Le FIDA travaille en étroite collaboration avec les gouvernements, les communautés rurales et d’autres partenaires, et cherche des solutions pour renforcer le soutien mondial aux régions les plus touchées, notamment grâce à son Mécanisme pour les réfugiés, les migrants, les déplacements forcés et la stabilité rurale (FARMS), qui aide les populations réfugiées et les communautés d’accueil à tirer des moyens d’existence du travail agricole. Il intensifie par ailleurs ses interventions pour réduire les pertes après récolte, améliorer le stockage et renforcer les marchés alimentaires locaux et régionaux.

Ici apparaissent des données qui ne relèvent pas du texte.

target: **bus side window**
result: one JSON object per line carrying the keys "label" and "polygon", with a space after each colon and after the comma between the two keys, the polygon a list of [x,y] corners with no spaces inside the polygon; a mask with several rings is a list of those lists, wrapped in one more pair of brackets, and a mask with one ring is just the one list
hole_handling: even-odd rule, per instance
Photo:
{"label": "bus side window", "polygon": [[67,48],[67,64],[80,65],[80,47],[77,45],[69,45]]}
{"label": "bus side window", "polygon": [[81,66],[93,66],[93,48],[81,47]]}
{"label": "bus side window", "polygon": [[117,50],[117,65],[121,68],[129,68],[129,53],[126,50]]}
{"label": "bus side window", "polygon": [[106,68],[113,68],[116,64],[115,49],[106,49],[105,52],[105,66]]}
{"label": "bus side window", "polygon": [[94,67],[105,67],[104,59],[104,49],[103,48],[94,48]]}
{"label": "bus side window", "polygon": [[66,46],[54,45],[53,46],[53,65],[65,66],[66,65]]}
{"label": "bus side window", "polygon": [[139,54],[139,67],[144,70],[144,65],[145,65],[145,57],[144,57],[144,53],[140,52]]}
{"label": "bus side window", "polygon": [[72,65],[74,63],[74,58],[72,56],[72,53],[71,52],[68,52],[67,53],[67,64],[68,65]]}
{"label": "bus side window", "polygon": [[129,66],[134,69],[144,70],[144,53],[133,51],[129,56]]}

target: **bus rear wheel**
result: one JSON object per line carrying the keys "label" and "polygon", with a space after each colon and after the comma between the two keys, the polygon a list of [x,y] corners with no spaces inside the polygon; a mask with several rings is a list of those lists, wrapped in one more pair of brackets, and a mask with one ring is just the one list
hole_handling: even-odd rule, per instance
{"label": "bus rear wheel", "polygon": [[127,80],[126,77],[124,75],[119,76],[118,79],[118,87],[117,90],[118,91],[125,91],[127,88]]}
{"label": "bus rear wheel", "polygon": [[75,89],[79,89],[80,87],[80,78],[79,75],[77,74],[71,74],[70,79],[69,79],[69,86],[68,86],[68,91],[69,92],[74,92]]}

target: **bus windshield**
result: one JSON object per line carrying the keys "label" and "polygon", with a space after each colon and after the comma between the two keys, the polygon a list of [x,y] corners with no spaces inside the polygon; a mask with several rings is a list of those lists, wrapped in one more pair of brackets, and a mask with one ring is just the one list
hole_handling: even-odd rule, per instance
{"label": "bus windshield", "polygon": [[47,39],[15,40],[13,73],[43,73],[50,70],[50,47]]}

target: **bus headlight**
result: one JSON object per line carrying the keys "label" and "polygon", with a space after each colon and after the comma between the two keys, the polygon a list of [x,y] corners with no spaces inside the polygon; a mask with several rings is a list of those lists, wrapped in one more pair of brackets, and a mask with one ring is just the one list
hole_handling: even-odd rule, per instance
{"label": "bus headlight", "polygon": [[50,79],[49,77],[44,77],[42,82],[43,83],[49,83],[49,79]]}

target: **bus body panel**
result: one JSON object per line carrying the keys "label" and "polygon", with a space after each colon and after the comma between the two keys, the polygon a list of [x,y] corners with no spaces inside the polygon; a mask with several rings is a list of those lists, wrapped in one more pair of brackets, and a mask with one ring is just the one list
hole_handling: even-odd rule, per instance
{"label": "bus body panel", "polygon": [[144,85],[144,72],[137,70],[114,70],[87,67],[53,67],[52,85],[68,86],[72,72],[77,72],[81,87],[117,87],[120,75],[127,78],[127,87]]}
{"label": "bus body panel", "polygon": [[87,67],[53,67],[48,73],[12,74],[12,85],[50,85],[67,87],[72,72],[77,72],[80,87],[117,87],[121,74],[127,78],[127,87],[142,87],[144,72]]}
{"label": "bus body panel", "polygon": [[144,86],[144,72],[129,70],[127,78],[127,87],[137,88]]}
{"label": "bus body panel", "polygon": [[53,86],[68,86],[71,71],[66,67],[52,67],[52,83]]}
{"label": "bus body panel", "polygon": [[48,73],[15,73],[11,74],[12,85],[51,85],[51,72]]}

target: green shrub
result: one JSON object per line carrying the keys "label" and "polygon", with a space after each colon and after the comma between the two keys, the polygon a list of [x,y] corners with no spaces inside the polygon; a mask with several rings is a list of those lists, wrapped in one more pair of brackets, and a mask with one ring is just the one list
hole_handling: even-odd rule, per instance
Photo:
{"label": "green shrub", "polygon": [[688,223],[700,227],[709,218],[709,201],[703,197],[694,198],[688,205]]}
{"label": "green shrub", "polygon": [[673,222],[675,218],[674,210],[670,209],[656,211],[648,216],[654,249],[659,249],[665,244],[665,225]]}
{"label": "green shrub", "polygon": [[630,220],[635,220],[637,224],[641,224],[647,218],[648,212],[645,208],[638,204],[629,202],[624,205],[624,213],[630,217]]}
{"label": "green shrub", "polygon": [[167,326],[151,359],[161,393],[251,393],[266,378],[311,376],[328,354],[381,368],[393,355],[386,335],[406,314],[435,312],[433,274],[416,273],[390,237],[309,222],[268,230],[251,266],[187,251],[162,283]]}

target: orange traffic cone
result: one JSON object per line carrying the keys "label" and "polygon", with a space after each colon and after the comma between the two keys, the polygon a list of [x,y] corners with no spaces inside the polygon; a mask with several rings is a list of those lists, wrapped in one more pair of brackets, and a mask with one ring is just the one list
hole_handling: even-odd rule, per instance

« Le FIDA s’est engagé à améliorer la résilience des producteurs ruraux les plus pauvres, qui produisent un tiers des denrées alimentaires de la planète. Nous devons faire tout notre possible afin qu’elles disposent des ressources nécessaires pour continuer à produire et être protégées contre d’autres chocs », affirme Gilbert F. Houngbo. « À court terme, il sera toutefois difficile d’atténuer les effets de cette crise à l’échelle mondiale. Je me joins à l’appel du Secrétaire général des Nations Unies à mettre fin au conflit et rétablir la paix. Il n’y a pas d’autre solution pour éviter une catastrophe d’envergure mondiale. »
L’expérience acquise par le FIDA lors de crises alimentaires antérieures montre que la stabilisation des systèmes de marché locaux, les transferts d’espèces, le renforcement des envois de fonds, la création de groupes de crédit et d’épargne, les formations et subventions destinées aux entreprises agricoles et les investissements dans les chaînes de valeur (infrastructure, appui aux institutions de microfinance et services d’agrégation pour relier les agriculteurs aux marchés) sont autant d’interventions qui permettent de renforcer la résilience et de réduire l’impact des chocs. Le FIDA s’appuiera sur cette expérience et sur son expertise unique en tant qu’institution financière internationale et agence du développement rural appartenant aux Nations Unies pour guider sa réponse à la crise actuelle.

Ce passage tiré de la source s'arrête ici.